Building apartments in Dublin is more expensive than constructing a three-bedroom semi-detached house, according to a report by the Society of Chartered Surveyors Ireland (SCSI).
The Real Costs of New Apartment Delivery found the cost of delivering a two-bedroom, low-rise apartment in suburban Dublin ranges from €293,000-€346,000 excluding VAT.
A medium rise apartment – ie in a block five to eight storeys high – in the suburbs costs €400,000-€418,000 to deliver. Building the same block in the city would cost from a low of €470,000 to €578,000 at the higher end.
A similar report by the SCSI, which is the professional body for construction and property professionals, has put the outlay for a three-bed semi-detached home in Dublin at €330,493. All figures include the margin a reasonable developer might expect to earn.

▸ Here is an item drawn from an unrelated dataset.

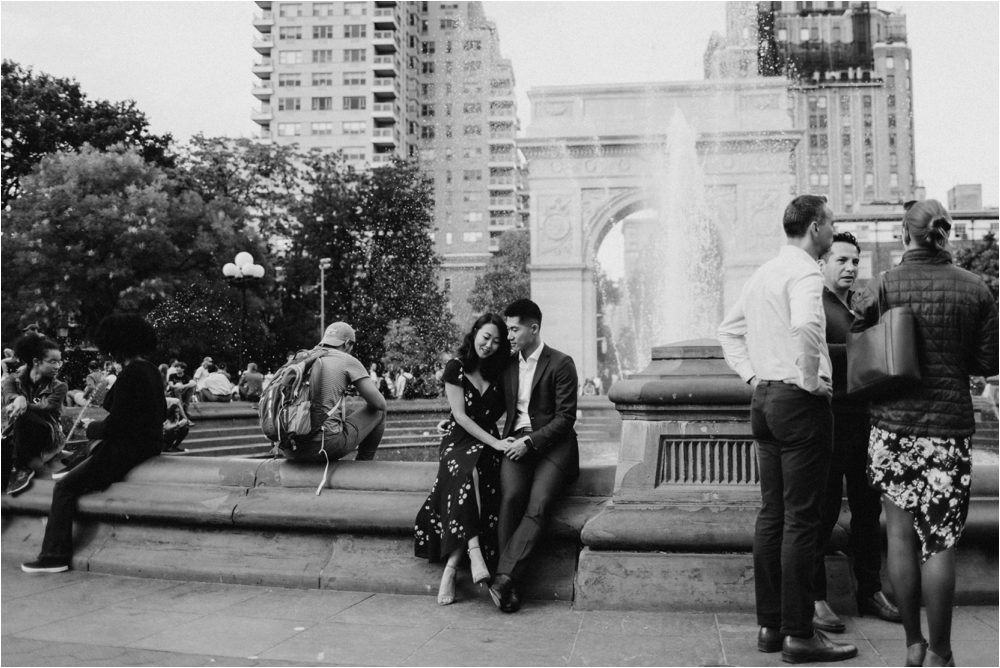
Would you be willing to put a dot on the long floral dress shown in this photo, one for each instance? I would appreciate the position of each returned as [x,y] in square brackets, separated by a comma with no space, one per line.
[450,515]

The report on apartments, published Tuesday, found the actual cost of delivering them exceeded the sales prices a developer could expect in each category, with the exception of the suburban low rise at the lower end of the scale, where price of €298,000 compared to the delivery cost of €293,000.
Low rise
For a low-rise suburban apartment at the higher end of the scale, the gap from cost of delivery to sales price is €38,000. Elsewhere, a medium rise suburban apartment sells for €82,000-€95,000 less than the cost of delivery.
In urban areas, the report found the gap grows further, ranging from €133,000-€137,000 from the lower to the higher end of the medium rise spectrum.
The SCSI report also found the “hard costs” – the actual cost of construction – make up 43 per cent of the overall costs, while “soft costs” such as VAT, levies, profit margins and fees make up 41 per cent of the costs. Site purchase accounted for 16 per cent of the total.
‘Extraordinarily high’
Davy chief economist Conall Mac Coille said the figures seemed “extraordinarily high”.
“The idea that people are going to build apartments that are six and seven times the average first time buyer income just doesn’t seem viable,” he said. “The answer here is not relaxing mortgage lending. It’s to tackle the underlying issues.”
Paul Mitchell, chairman of the SCSI working group that authored the report, said the research indicated that the housing crisis cannot be alleviated by building upwards. "The most expensive apartments are the medium-rise ones in the city," he said.
“Our research shows the higher you go, the greater the costs. This is due to the fact that these buildings have a more complex structure and require a wider range of mechanical and electrical services, sophisticated facades, basement parking and much more.”